Hospital cancer registries are valuable sources of data on patterns of care and outcome for prostate cancer patients. Continuing evaluation of the outcomes of prostate cancer treatments is needed to reconcile the differences in outcomes reported from different data sources.

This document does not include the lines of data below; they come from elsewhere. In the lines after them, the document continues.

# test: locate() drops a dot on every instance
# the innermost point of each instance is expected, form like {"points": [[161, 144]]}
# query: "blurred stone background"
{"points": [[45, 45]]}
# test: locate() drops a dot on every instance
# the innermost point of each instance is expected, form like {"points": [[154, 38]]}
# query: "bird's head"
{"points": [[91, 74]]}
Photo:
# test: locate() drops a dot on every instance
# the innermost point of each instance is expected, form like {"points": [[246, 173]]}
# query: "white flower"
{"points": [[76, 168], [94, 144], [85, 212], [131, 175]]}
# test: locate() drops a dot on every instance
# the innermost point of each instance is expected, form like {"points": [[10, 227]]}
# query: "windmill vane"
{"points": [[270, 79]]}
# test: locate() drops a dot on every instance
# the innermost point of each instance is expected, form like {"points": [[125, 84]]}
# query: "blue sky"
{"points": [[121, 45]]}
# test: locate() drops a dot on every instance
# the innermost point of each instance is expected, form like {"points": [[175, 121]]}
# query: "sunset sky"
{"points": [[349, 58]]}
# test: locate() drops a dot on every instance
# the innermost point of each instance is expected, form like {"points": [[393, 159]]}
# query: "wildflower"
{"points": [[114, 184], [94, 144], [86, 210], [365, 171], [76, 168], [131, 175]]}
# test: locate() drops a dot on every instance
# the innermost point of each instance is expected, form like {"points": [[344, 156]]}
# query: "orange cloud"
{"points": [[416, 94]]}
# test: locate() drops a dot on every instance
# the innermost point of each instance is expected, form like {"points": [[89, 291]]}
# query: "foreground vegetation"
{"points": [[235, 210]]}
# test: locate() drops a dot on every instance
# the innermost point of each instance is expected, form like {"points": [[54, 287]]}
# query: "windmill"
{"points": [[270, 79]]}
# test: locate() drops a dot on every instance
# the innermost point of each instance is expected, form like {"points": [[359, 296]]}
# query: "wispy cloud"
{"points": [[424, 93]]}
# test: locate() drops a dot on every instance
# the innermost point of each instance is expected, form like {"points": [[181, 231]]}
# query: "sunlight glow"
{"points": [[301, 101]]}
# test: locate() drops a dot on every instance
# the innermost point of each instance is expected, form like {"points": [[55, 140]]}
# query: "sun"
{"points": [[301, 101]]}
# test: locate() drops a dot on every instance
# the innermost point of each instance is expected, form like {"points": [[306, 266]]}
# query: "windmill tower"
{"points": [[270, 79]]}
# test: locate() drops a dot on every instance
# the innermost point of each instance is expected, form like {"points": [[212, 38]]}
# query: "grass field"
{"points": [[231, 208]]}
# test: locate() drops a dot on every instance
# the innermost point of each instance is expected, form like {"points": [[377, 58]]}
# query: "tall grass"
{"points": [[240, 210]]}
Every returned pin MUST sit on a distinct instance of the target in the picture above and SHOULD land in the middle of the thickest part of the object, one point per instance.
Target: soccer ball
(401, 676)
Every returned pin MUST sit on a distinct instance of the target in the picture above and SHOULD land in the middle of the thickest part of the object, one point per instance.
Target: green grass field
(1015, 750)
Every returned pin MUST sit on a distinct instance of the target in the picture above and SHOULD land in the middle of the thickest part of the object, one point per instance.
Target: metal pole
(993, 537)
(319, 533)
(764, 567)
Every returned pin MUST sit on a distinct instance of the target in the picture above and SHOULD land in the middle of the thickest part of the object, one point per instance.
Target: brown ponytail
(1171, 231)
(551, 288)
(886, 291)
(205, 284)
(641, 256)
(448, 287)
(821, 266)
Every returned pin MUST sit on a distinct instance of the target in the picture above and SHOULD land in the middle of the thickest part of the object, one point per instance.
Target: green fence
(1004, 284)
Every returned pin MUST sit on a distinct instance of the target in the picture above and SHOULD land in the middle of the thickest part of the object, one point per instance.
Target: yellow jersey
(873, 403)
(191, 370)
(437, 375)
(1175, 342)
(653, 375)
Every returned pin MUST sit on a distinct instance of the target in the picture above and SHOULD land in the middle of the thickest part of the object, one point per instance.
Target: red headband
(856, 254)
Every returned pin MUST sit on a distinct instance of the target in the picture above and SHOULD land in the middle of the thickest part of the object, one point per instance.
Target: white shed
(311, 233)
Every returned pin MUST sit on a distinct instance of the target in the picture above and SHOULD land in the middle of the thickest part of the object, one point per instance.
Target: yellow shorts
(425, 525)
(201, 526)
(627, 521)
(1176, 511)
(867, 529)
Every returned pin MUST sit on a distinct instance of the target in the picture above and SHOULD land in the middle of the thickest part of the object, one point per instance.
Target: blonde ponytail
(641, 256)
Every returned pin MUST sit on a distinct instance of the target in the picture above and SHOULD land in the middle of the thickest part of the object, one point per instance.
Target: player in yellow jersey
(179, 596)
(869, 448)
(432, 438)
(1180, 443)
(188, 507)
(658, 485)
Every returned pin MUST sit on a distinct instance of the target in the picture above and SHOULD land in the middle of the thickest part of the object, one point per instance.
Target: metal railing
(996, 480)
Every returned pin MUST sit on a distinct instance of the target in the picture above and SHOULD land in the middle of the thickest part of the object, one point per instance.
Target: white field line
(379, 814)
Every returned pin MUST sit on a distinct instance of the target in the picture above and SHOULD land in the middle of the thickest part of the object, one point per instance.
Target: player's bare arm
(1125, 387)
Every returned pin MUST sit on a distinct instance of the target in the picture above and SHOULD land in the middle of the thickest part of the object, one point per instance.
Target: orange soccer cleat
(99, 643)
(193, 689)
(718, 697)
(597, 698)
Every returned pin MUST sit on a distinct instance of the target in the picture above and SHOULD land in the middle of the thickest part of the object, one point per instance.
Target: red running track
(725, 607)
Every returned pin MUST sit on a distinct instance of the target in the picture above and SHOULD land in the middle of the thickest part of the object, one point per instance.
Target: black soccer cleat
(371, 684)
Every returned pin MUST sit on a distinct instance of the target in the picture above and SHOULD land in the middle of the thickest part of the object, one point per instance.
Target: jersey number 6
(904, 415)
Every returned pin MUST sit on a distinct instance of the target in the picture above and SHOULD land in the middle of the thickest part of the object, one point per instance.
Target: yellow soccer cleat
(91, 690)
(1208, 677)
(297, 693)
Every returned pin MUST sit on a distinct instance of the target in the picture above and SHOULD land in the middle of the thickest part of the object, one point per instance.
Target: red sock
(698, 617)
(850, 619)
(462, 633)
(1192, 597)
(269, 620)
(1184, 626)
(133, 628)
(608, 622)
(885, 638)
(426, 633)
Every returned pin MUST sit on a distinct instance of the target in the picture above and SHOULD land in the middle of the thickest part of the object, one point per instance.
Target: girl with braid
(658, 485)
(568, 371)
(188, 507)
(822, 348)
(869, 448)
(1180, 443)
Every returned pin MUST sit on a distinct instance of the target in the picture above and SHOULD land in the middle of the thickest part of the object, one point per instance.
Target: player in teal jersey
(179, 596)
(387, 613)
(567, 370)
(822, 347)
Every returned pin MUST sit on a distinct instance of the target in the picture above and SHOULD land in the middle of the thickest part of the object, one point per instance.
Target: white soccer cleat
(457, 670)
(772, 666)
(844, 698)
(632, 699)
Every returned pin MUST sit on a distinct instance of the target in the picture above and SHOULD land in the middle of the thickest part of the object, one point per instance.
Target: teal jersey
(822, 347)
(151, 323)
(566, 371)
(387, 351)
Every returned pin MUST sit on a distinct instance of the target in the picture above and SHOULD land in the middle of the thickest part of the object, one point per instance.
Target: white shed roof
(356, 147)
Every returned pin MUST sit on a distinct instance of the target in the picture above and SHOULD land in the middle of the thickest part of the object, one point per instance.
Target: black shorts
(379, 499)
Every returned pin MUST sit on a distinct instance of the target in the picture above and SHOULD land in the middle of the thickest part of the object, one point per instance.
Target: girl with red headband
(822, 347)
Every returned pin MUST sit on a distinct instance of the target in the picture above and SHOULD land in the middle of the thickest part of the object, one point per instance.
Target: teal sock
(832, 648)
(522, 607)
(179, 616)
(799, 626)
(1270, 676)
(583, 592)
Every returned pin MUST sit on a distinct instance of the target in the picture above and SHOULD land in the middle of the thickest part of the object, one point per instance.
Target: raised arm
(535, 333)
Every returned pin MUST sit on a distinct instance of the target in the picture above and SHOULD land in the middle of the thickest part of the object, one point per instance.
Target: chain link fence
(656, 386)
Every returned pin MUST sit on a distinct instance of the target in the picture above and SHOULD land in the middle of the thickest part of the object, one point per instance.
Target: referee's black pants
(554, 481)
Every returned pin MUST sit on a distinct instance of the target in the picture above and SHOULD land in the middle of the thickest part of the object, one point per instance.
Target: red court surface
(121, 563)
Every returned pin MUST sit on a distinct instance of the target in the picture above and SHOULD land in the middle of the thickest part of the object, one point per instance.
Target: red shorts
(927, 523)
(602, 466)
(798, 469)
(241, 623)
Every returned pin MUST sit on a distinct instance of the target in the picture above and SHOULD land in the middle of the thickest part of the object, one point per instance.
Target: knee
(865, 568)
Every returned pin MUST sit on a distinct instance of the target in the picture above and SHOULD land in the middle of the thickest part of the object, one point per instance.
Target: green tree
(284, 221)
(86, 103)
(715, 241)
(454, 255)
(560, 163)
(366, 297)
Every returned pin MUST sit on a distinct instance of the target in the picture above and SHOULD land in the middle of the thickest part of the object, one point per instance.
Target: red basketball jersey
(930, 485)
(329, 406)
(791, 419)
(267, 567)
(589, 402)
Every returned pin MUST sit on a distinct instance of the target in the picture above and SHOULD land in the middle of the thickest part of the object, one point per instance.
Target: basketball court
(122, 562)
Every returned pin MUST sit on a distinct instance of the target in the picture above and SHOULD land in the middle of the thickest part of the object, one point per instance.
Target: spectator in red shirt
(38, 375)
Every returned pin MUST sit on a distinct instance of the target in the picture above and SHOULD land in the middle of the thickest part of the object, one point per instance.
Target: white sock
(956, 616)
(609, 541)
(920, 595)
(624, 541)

接受根治性前列腺切除术的前列腺癌患者数量有所增加。不同的数据来源对这种治疗的结果及额外治疗的需求给出了不同的估计。为了对这些问题提供更多观点,美国外科医师学会对癌症登记处进行了调查并审查了相关数据。
在1993年,研究的第一阶段,向医院癌症登记处和项目发送了调查问卷及说明,要求提供1990年在其机构接受根治性前列腺切除术的多达5例患者的数据。在1996年,研究的第二阶段,要求提供1990年手术患者术后长达5年的治疗额外数据,并且邀请医院提交1993年确诊患者的新数据。收到了482家医院关于1990年2122例患者的回复,265家医院提供了1993年确诊的1304例患者的数据。258家医院提供了1990年1076例患者的随访数据。计算了Kaplan-Meier生存曲线以确定根治性前列腺切除术后额外治疗的概率。
1990年和1993年的患者报告了相似的手术病理结果。1990年和1993年,分别有27.5%和29.7%的患者术后保持了足以进行性交的勃起功能。1990年和1993年,分别有81.3%和79.8%的患者报告完全控制或仅偶尔出现无需使用尿垫的尿失禁。1990年和1993年患者的手术死亡率均低于1%。根治性前列腺切除术后任何额外治疗的5年累积概率为10.5%。精囊受累、手术切缘阳性、淋巴结受累、包膜侵犯、高Gleason评分和高前列腺特异性抗原与更高的额外治疗概率显著相关。
医院癌症登记处是前列腺癌患者护理模式和结果数据的宝贵来源。需要持续评估前列腺癌治疗的结果,以协调不同数据来源报告的结果差异。